ROMA – Il countdown per la trentaduesima edizione del Concertone del Primo Maggio di Roma, come sempre in onda su Rai 3 (fino alle 00.15), oltre che su Rai Radio 2, su RaiPlay e Rai Italia.

E, dopo le polemiche sul tema della censura infiammate in questi giorni, sono i neo conduttori Noemi ed Ermal Meta a cancellare ogni dubbio sui valori sui quali si regge la manifestazione.

“Credo che il palco del Primo Maggio sia un faro su quelli che sono i diritti civili, su quella che è la nostra società e su quello che è un termometro della società moderna. Un tema come questo (quello dell’antifascismo, ndr)- spiega Noemi alla conferenza stampa di presentazione dell’evento- è importantissimo e credo che i giovani debbano essere sensibilizzati in merito. Credo che una delle funzioni del palco del Primo Maggio sia questa, anche la scelta di partire dai testi, di scegliere un certo tipo di artisti, credo la dica lunga”.

A rincarare la dose è Ermal Meta: “Trovo quantomeno strano- dice l’artista- che sia necessario spiegare ai giovani il concetto di antifascismo. L’Italia e la Costituzione italiana è basata su quello, quindi probabilmente sono dei valori che dovrebbero essere trasmessi in maniera più costante. Probabilmente c’è uno scollamento a livello culturale, un gap generazionale, e diventa un ostacolo nella comprensione di alcune tematiche”. E sottolinea: “L’Italia è uno Stato antifascista e penso non ci sia molto da spiegare su questo. La Costituzione è molto chiara, molto limpida su questo. Il Primo Maggio non è da meno. Sarà, come sempre, un Primo Maggio all’insegna dell’unione e della pace, di tutti quei valori sociali che servono a tutti noi per andare avanti. La musica sarà l’onda che li porterà avanti per tutta la serata”.

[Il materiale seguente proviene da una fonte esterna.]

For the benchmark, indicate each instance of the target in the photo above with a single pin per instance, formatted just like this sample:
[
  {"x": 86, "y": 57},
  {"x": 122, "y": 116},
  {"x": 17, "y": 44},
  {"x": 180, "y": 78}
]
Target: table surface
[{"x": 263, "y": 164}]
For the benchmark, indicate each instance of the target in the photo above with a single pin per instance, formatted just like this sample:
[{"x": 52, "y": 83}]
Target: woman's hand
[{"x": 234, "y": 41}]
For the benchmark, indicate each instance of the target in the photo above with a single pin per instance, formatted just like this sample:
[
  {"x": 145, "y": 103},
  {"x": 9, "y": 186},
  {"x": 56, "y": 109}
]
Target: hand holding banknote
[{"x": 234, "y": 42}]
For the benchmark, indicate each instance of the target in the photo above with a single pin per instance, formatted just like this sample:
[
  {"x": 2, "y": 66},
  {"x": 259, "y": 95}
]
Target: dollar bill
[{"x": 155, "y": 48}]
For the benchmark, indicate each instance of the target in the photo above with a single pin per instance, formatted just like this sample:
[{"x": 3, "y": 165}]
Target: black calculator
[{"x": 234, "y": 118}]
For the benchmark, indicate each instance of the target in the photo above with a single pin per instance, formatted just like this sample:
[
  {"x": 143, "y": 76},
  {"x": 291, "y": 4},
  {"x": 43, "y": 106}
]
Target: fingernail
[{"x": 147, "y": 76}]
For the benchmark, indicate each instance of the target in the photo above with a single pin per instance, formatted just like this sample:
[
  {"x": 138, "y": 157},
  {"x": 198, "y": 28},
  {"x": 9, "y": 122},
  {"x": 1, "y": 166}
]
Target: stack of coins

RAI: ANTIFASCISMO TEMA CHE FA PARTE DELLA STORIA DI QUESTO PAESE

Interpellato dai giornalisti, a commentare è anche Giovanni Anversa, vice direttore Intrattenimento Prime Time: “Noemi ed Ermal Meta hanno ricordato come il tema dell’antifascismo sia l’impalcatura della nostra Costituzione, non è un tema dell’oggi. È un tema che fa parte della storia di questo Paese, che è stato incardinato in una carta costituzionale. La Rai che è un bene pubblico è espressione di questa storia”.